Well. He had some ideas already. Some of them would have to wait awhile – it seemed he had a whole load of reading up to do, though he resolved darkly that he'd find some way to make these poor creatures' lives less of a misery in the meantime.

With this in mind, he turned for one more time towards Harris.

"I'll do it – on one condition."

The eyebrows rose, but he said nothing, simply waited.

The doctor pointed at the cages. "If I'm in charge of this project, I want full control. I want something, I get it. Nobody, up to and including you and anyone else involved, is allowed access to them without my say-so. Nobody does anything, nobody says anything, nobody gives anything to them without my express authorization. And if I find out anybody has broken this arrangement, the deal's off."

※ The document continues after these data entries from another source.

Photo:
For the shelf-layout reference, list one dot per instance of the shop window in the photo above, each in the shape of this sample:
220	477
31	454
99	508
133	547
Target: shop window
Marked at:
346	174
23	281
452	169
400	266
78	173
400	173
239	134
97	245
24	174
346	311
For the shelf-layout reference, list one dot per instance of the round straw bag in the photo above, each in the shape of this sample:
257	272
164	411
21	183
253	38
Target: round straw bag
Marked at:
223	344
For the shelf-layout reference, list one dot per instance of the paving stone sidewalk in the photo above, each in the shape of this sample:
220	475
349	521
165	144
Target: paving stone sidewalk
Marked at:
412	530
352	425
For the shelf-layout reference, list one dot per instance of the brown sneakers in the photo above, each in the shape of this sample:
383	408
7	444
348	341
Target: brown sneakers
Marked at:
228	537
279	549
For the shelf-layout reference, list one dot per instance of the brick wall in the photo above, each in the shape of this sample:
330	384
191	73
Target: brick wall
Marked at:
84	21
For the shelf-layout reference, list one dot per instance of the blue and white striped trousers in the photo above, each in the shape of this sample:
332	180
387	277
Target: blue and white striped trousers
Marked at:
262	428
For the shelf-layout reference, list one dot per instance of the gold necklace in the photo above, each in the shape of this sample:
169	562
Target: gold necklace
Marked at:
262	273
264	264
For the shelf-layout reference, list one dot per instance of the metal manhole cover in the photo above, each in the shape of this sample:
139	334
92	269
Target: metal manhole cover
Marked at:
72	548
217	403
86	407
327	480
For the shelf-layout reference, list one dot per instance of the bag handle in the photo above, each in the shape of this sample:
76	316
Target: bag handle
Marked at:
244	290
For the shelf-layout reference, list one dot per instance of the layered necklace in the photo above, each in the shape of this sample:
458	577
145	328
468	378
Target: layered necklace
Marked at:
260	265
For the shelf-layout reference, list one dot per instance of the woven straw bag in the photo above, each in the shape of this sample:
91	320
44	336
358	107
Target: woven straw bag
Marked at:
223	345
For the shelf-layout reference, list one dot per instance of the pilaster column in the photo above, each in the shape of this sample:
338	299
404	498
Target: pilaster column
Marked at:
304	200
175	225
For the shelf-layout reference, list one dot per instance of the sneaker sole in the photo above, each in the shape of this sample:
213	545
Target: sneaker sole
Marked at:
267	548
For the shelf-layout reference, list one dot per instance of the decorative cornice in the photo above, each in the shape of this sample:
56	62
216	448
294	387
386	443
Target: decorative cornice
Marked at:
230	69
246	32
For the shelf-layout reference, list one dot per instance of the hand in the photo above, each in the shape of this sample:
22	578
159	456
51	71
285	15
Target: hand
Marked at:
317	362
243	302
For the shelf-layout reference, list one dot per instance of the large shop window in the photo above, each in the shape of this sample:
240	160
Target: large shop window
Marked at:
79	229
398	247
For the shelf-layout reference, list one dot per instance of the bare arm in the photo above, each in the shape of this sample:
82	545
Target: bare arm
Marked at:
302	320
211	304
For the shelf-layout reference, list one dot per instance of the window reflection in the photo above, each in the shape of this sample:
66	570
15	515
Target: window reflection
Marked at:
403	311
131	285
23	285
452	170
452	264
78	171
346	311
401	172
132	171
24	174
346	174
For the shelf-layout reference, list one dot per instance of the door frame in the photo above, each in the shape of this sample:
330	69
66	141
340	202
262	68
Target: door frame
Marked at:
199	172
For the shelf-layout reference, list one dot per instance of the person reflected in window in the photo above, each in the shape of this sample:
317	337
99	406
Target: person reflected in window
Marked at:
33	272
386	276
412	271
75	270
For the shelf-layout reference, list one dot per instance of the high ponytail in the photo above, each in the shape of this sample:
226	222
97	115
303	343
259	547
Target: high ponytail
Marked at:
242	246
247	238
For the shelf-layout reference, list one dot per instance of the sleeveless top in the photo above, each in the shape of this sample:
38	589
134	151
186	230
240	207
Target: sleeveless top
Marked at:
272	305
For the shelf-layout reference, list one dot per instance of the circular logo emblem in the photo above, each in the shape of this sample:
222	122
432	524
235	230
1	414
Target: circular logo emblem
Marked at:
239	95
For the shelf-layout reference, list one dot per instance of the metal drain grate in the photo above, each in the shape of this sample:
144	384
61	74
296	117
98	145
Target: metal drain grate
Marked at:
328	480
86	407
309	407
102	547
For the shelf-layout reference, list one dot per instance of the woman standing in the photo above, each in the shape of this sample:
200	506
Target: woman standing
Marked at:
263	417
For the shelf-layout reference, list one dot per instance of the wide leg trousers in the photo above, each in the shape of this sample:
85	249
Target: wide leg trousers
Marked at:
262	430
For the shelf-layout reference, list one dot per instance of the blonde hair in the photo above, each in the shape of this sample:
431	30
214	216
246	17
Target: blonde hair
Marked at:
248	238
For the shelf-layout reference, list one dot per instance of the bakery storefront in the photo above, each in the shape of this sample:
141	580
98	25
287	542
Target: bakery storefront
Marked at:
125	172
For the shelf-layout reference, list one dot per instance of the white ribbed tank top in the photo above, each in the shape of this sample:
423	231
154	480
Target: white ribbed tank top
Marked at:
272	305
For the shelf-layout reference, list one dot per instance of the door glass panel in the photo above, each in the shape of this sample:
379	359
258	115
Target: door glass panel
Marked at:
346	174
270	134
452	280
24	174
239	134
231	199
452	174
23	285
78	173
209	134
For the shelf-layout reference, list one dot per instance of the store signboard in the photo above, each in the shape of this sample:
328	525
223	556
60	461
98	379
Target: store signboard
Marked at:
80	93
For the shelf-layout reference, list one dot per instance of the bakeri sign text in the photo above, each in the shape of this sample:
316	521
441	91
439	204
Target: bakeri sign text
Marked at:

Harris studied him for a long moment. Finally, he nodded.

"I suppose that's fair. But I'll expect you to be just as fair with me. You'll send me full and honest reports whenever I ask for them. In the meantime, I'll arrange for you to be excused your usual duties whenever you need. Your people already know you'll be required elsewhere sometimes; they won't ask questions."

Marcellus nodded too, the muscles in his stomach unclenching slightly. He squashed the urge to express gratitude; he'd asked for no more than was his due if he was supposed to be in charge of this unbelievable set-up. Now, however, he had to take the first step in putting right the terrible wrong that had been done to another human being. However many steps would follow, he wasn't quitting till he'd done what he'd been brought here to do.

And maybe, if he could contrive it, even a little bit more.